Under the agreement, EVERSANA will provide comprehensive end‑to‑end commercialization services for Xcovery, including but not limited to agency of record, market access, commercial and medical teams to support the company’s strategy to make Ensacove available to more patients across the U.S.

"The approval of Ensartinib was a major milestone in our mission to advance precision oncology," said Giovanni Selvaggi, M.D., Chief Medical Officer of Xcovery Holdings, Inc. "As we expand the U.S. launch of ENSACOVE, we are focused on ensuring that patients and providers have the support they need. EVERSANA brings highly experienced, scalable commercialization capabilities, and we’re pleased to partner with them to broaden patient access."

"EVERSANA was built to help companies just like Xcovery implement more impactful commercial strategies which will allow more patients to benefit from therapies like Ensartinib," said Gregory Skalicky, President, EVERSANA.

About ENSACOVE

ENSACOVE (ensartinib) is a kinase inhibitor indicated for the treatment of adult patients with anaplastic lymphoma kinase (ALK) positive locally advanced or metastatic non-small cell lung cancer (NSCLC) who have not previously received an ALK inhibitor.

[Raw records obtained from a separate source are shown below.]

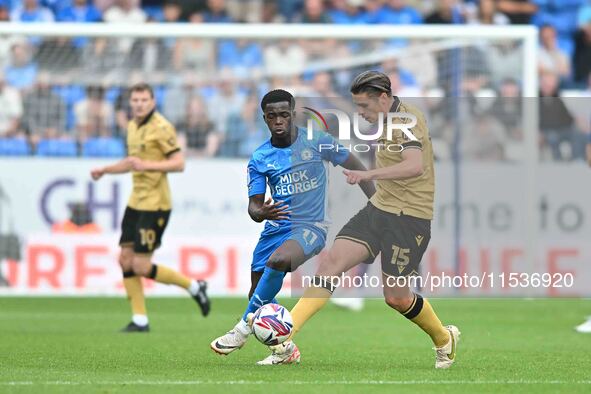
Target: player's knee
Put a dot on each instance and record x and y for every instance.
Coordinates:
(279, 262)
(141, 266)
(401, 304)
(126, 260)
(326, 262)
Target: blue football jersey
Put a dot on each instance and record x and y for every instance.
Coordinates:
(297, 175)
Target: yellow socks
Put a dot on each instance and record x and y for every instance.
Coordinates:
(312, 301)
(422, 314)
(135, 292)
(167, 276)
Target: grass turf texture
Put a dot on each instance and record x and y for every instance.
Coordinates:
(72, 345)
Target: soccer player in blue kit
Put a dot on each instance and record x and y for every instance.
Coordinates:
(295, 169)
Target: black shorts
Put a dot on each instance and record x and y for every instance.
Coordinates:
(401, 239)
(143, 229)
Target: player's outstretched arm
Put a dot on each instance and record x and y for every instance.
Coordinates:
(173, 163)
(354, 164)
(260, 210)
(120, 167)
(411, 166)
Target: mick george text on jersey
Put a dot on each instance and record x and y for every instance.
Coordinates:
(296, 182)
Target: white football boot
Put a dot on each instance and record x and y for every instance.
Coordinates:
(446, 355)
(285, 353)
(232, 340)
(584, 328)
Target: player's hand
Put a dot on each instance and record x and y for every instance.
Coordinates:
(277, 210)
(136, 163)
(355, 177)
(97, 173)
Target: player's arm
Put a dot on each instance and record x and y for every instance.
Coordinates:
(259, 209)
(174, 162)
(354, 164)
(120, 167)
(411, 166)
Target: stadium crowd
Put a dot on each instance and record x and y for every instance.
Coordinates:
(67, 96)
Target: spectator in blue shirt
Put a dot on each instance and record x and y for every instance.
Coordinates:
(79, 11)
(376, 12)
(216, 12)
(314, 12)
(399, 13)
(22, 71)
(347, 12)
(31, 11)
(448, 12)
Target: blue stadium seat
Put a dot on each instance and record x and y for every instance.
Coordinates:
(103, 147)
(61, 148)
(14, 147)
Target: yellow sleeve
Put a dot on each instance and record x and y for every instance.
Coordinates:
(419, 131)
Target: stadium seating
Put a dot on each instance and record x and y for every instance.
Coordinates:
(103, 147)
(14, 147)
(58, 148)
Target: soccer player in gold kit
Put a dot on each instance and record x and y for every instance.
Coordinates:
(153, 152)
(396, 222)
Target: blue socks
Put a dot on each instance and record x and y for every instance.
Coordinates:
(266, 290)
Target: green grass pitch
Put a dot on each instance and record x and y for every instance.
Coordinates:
(508, 345)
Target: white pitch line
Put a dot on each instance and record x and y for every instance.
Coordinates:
(294, 382)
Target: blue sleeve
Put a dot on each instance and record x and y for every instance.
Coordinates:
(255, 179)
(337, 155)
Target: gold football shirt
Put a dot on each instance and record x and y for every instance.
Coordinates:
(154, 140)
(411, 196)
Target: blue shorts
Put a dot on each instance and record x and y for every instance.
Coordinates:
(311, 238)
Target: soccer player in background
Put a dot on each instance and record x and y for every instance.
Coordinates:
(395, 223)
(153, 152)
(295, 169)
(585, 327)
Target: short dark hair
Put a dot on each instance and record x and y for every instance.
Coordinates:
(278, 96)
(371, 82)
(141, 87)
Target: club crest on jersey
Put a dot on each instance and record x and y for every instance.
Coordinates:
(306, 155)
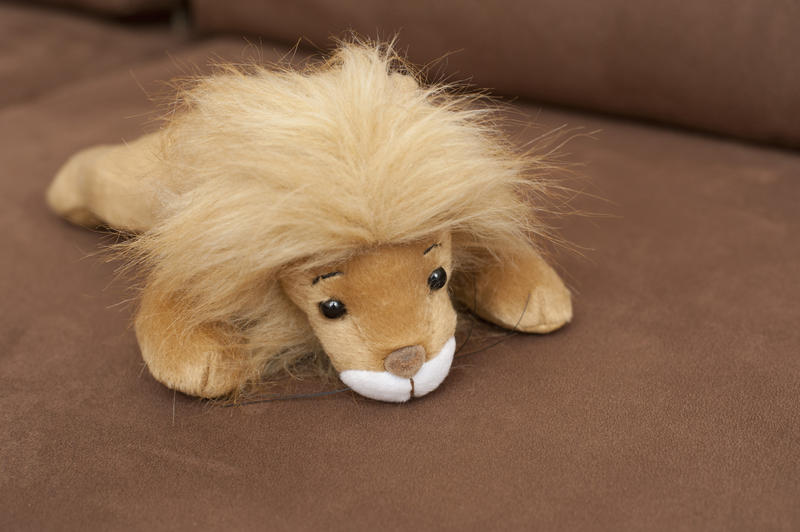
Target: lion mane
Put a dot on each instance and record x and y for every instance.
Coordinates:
(262, 170)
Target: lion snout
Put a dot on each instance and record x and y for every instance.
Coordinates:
(406, 361)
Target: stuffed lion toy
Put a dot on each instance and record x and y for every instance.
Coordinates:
(333, 211)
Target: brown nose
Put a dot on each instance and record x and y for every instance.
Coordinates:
(406, 361)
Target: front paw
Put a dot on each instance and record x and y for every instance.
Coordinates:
(522, 293)
(549, 307)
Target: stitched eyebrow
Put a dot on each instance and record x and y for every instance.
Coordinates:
(431, 247)
(326, 276)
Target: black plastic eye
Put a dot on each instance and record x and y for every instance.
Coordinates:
(437, 278)
(332, 309)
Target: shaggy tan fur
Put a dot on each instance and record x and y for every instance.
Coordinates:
(262, 175)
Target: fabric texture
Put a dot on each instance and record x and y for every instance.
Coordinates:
(670, 402)
(119, 8)
(718, 66)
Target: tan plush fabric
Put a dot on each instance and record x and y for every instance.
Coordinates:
(670, 402)
(728, 67)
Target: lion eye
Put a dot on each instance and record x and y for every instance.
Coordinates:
(332, 309)
(437, 279)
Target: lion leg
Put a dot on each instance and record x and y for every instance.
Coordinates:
(210, 360)
(520, 291)
(109, 185)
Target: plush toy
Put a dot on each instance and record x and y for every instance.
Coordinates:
(336, 209)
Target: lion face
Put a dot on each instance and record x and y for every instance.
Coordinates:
(384, 317)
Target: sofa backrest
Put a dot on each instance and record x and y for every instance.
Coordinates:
(715, 65)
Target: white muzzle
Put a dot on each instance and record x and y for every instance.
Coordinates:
(383, 386)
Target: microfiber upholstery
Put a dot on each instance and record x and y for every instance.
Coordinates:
(728, 67)
(671, 401)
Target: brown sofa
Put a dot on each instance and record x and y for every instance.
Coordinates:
(671, 402)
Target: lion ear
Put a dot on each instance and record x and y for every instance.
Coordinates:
(404, 82)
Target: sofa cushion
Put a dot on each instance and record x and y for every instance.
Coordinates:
(727, 67)
(43, 49)
(117, 8)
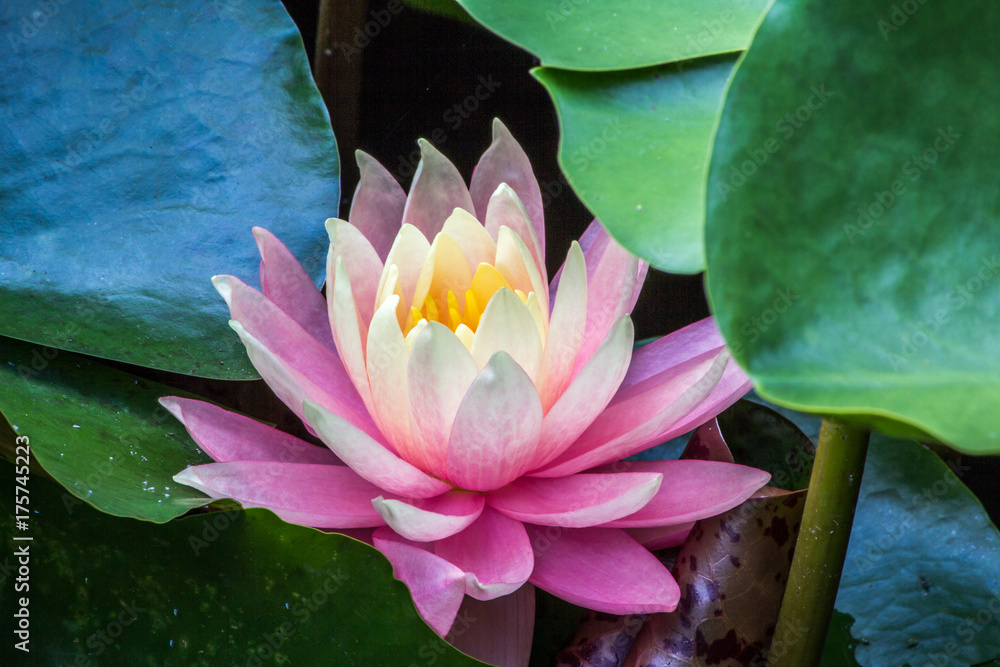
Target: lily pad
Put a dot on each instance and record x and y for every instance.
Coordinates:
(635, 146)
(224, 588)
(580, 35)
(853, 263)
(922, 576)
(98, 431)
(125, 195)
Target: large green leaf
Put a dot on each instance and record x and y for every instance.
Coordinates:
(922, 576)
(583, 35)
(98, 431)
(141, 141)
(232, 588)
(852, 215)
(923, 564)
(635, 148)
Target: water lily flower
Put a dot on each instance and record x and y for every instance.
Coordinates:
(476, 415)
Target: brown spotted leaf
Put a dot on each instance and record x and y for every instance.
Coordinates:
(601, 640)
(732, 572)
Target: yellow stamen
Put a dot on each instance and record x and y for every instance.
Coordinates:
(454, 315)
(431, 309)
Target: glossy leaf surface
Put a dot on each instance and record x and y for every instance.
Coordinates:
(225, 588)
(573, 34)
(98, 431)
(853, 261)
(635, 147)
(124, 195)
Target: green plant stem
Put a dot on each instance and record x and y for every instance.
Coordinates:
(821, 547)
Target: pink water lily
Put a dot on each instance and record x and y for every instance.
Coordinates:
(475, 414)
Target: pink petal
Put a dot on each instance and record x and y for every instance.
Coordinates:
(285, 282)
(707, 444)
(386, 359)
(436, 585)
(518, 267)
(433, 518)
(505, 162)
(602, 569)
(506, 210)
(437, 190)
(359, 534)
(587, 396)
(496, 430)
(227, 436)
(642, 416)
(347, 330)
(377, 209)
(438, 375)
(407, 254)
(691, 490)
(507, 325)
(370, 459)
(494, 552)
(611, 279)
(733, 386)
(293, 363)
(498, 631)
(362, 263)
(569, 317)
(310, 494)
(672, 350)
(470, 236)
(576, 501)
(661, 537)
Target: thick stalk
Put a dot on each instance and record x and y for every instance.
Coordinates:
(821, 547)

ENSACOVE is contraindicated in patients who have experienced a severe hypersensitivity reaction to ENSACOVE, FD&C Yellow No. 5 (tartrazine), or to any of its components.
ENSACOVE can cause the following serious adverse reactions. Withhold, reduce the dose, or permanently discontinue ENSACOVE based on severity.

Interstitial Lung Disease (ILD)/Pneumonitis occurred in 5% of patients, including 1.3% Grade 3 and 0.4% Grade 4. Monitor patients for new or worsening symptoms indicative of ILD/pneumonitis and immediately withhold ENSACOVE if suspected. Permanently discontinue in patients with ILD/pneumonitis.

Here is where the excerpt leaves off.